Lieberbank Cut Its Profits By 63% To Cover The Pandemic Reserve.
2021-02-02 | by CusiGO
Liberbank achieved a net profit of 41 million euros in 2020, a decrease of 63.1% compared with that in 2019. Before that, it used 241 million euros for write downs, of which 121 million euros were used to forecast the impact of economic deterioration in the next few years and hedge against the increase of customer risk. In a related report to the national securities and Market Commission (cnmv) on Tuesday, the bank explained that despite the impact of the coronavirus, its business vitality enabled it to increase all profit margins on its income statement while improving its solvency.
Liberbank is merging with unicaja bank, which is “on schedule”, to reduce its non-performing loans from 3.25% in 2019 to 2.9% and increase its portfolio coverage to 56%. Under the deal, liberbank’s shareholders will receive every 27705 new common shares issued by unicaja bank, which means that unicaja bank’s shareholders will control 59.5% of the capital of the new entity and liberbank’s shareholders will hold 40.5% of the capital.
Due to the increase in customer resources (8.9%) and productive credit investment (9.7%), the institution’s balance sheet grew by 13.3% in 2020, driven by mortgage activities, with outstanding balances up 7.5% and new forms of market share of 6.8%.
In 2020, the total amount of productive credit investment will reach 26.53 billion euro, up 9.7% year on year. The new form of transaction increased new financing by 7.855 billion euros, an increase of 14.7%.
The annual funding for production activities was EUR 6.454 billion, an increase of 13.4% over the previous year. This was due to the fact that the ICO guarantee of EUR 2.136 billion was provided to enterprises, SMEs and self-employed persons, with an average guarantee of 75%.
Liberbank explained that the company’s financing portfolio by business sector is very diversified, with exposure “limited to the sectors where covid-19 is expected to have the greatest impact.”. The interest margin of the main source of income increased by 9.6% to EUR 512 million.

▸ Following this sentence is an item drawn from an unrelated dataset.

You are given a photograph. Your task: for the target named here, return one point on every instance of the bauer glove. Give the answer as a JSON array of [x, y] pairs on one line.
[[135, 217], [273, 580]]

The report stressed that in the fourth quarter of this year alone, the interest rate spread was 128 million euros, while the retail interest rate spread was 104 million euros, which was “the highest quarterly figure since the official interest rate was negative”.
On the other hand, commission income continued to improve, reaching US $235 million, an increase of 23.5%, covering almost all the additional commissions (38% of US $43 million) for renewal of contracts with caser insurance.
The performance of the financial business remained at a low level of EUR 6 million, while other business products (including contributions to deposit guarantee funds and single disposal funds, as well as deposit taxes, etc.) decreased by EUR 85 million.
As a result, the gross profit rate increased by 10% to US $704 million, while the management expenses decreased by 2% to US $333 million, which increased the efficiency of the bank by 8.3 percentage points to 53.8%.
As a result, the operating profit margin reflecting the development of pure banking business reached 328 million euros, an increase of 27.7%.